Le Liban interdit les actions militaires du Hezbollah après une attaque contre Israël
Le Liban interdit les actions militaires du Hezbollah après une attaque contre Israël

Le gouvernement libanais a annoncé lundi l’interdiction des activités militaires du Hezbollah, après que le mouvement chiite a lancé des tirs contre Israël en représailles à l’assassinat du guide suprême iranien. Cette décision marque un tournant majeur dans l’équilibre politique du pays et risque d’accentuer les tensions internes.

Selon les autorités libanaises, cette mesure vise à empêcher toute action armée non autorisée susceptible d’entraîner le Liban dans une nouvelle confrontation régionale. Le Premier ministre a exigé le désarmement du Hezbollah et la cessation immédiate de ses opérations militaires.

En réaction à une attaque de drone et de roquettes revendiquée par le Hezbollah, Israël a mené d’importantes frappes aériennes contre les banlieues sud de Beyrouth, bastion du mouvement, ainsi que dans d’autres régions du pays. Le ministère libanais de la Santé a fait état de 31 morts.

Les bombardements ont provoqué des scènes de panique, avec des habitants fuyant les zones visées, entraînant d’importants embouteillages sur les routes. Plusieurs secteurs avaient déjà été durement touchés lors de la guerre de 2024 entre Israël et le Hezbollah.

Le Hezbollah, fondé en 1982 avec le soutien des Gardiens de la révolution iraniens, a affirmé que son attaque visait à venger « le sang pur » du guide suprême iranien, tué lors de frappes américano-israéliennes, et à « défendre le Liban ».
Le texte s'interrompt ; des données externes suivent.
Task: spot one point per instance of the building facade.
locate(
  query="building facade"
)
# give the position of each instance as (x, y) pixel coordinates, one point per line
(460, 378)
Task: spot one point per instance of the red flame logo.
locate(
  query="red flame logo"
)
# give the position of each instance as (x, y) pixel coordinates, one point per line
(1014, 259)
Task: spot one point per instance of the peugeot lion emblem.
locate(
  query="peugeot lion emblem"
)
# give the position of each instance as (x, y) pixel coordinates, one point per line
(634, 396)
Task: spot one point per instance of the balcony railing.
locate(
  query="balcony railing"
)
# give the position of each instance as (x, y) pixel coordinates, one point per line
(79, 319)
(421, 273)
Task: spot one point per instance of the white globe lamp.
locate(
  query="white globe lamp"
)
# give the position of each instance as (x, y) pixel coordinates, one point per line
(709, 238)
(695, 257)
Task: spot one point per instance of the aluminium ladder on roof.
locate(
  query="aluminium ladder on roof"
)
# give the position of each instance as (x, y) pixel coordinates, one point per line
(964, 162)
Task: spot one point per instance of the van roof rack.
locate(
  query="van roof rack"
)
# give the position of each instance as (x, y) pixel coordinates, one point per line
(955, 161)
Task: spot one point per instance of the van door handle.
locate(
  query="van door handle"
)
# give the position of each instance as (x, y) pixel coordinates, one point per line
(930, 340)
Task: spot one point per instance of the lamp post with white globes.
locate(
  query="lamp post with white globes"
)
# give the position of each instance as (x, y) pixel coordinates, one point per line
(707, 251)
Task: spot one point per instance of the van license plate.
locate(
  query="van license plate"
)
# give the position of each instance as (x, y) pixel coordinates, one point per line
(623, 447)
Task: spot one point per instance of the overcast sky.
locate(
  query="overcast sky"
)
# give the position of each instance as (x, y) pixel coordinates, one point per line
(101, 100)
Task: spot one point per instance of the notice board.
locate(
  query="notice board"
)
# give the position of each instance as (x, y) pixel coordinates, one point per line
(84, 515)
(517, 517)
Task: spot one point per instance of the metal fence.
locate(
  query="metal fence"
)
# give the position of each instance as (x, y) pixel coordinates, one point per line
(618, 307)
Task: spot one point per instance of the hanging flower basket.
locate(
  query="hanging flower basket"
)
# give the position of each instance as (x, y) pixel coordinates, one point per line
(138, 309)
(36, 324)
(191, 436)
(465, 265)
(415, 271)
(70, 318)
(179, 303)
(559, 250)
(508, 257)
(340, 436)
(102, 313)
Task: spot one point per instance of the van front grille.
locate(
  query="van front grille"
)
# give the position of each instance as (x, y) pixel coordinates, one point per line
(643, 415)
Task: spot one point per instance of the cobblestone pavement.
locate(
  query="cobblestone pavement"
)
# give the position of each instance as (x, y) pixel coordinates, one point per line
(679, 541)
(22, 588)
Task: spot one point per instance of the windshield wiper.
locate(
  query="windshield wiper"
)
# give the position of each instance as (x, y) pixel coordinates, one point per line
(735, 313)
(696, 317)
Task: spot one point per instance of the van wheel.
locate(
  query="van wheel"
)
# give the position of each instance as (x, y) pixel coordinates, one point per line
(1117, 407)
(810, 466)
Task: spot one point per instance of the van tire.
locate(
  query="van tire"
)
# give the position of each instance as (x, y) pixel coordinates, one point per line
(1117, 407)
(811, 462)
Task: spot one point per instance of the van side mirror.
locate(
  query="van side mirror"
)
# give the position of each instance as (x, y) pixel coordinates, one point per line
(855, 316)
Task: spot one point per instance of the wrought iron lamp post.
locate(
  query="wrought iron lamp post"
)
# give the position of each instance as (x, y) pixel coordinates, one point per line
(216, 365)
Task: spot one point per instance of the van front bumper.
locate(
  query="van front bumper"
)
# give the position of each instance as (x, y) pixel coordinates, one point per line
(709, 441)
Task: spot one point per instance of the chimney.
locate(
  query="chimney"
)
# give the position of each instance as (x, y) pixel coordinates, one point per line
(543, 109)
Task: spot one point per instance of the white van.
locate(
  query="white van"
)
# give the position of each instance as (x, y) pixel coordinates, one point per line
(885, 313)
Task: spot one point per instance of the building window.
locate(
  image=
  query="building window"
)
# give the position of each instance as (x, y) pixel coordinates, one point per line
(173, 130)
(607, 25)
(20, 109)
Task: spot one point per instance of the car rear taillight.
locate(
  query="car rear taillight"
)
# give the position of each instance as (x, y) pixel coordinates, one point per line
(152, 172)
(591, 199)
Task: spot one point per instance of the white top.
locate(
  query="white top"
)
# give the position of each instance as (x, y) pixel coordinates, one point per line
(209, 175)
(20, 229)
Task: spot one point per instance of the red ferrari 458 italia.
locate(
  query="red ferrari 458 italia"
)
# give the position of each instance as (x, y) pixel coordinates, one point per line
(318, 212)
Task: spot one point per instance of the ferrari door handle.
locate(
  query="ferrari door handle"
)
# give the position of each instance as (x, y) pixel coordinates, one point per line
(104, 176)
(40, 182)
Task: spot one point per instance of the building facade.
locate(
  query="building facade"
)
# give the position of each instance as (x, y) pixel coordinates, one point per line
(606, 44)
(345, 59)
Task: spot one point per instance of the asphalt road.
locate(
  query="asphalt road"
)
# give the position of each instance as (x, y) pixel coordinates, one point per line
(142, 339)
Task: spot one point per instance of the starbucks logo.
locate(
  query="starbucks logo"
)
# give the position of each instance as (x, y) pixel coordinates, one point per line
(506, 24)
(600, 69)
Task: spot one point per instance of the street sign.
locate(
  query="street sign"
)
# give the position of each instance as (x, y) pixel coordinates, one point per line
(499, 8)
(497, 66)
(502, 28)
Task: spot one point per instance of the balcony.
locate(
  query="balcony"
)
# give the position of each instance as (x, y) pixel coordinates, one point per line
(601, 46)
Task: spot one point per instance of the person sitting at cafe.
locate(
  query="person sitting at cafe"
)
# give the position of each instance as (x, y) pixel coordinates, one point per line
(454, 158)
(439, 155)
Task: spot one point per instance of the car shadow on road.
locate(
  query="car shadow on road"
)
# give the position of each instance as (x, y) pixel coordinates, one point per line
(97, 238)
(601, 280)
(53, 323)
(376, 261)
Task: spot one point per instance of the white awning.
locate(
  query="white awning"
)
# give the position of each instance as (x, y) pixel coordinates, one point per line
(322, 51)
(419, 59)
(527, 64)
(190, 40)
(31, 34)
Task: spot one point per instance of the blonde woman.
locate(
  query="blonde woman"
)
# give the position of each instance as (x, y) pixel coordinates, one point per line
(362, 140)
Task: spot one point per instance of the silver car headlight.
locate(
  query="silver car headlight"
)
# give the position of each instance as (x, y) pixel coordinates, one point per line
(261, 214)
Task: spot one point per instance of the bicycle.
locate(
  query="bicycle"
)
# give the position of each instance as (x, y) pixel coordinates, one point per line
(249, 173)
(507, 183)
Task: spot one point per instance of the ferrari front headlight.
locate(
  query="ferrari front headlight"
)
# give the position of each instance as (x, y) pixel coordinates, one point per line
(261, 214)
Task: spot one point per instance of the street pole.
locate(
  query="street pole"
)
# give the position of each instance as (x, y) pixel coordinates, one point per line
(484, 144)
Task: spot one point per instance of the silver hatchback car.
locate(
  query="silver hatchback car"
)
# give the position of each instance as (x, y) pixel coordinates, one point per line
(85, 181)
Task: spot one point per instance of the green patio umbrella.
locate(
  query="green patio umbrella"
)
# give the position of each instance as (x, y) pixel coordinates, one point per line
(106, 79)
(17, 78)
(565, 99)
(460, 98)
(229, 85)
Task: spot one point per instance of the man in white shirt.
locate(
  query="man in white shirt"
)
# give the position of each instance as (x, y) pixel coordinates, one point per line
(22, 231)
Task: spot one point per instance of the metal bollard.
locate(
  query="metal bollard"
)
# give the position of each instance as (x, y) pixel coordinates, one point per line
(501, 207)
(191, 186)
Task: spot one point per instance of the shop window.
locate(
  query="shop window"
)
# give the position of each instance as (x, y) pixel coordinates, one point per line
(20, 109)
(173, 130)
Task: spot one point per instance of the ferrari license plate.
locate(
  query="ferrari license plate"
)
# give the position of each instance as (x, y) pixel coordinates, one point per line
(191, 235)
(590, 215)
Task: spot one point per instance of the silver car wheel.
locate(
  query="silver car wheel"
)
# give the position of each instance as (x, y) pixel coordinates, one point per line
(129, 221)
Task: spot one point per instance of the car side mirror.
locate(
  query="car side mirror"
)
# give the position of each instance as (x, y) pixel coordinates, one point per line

Des analystes estiment que la décision du gouvernement constitue un moment « historique », reflétant l’affaiblissement du Hezbollah après les affrontements de 2024 et un rééquilibrage du pouvoir à Beyrouth. Ils préviennent toutefois qu’un affrontement interne reste possible si le mouvement refuse de se conformer à l’interdiction.

Le Liban, encore marqué par la guerre civile de 1975 à 1990 et par des crises politiques et économiques successives, se retrouve ainsi au cœur d’une escalade régionale qui menace de raviver les fractures internes.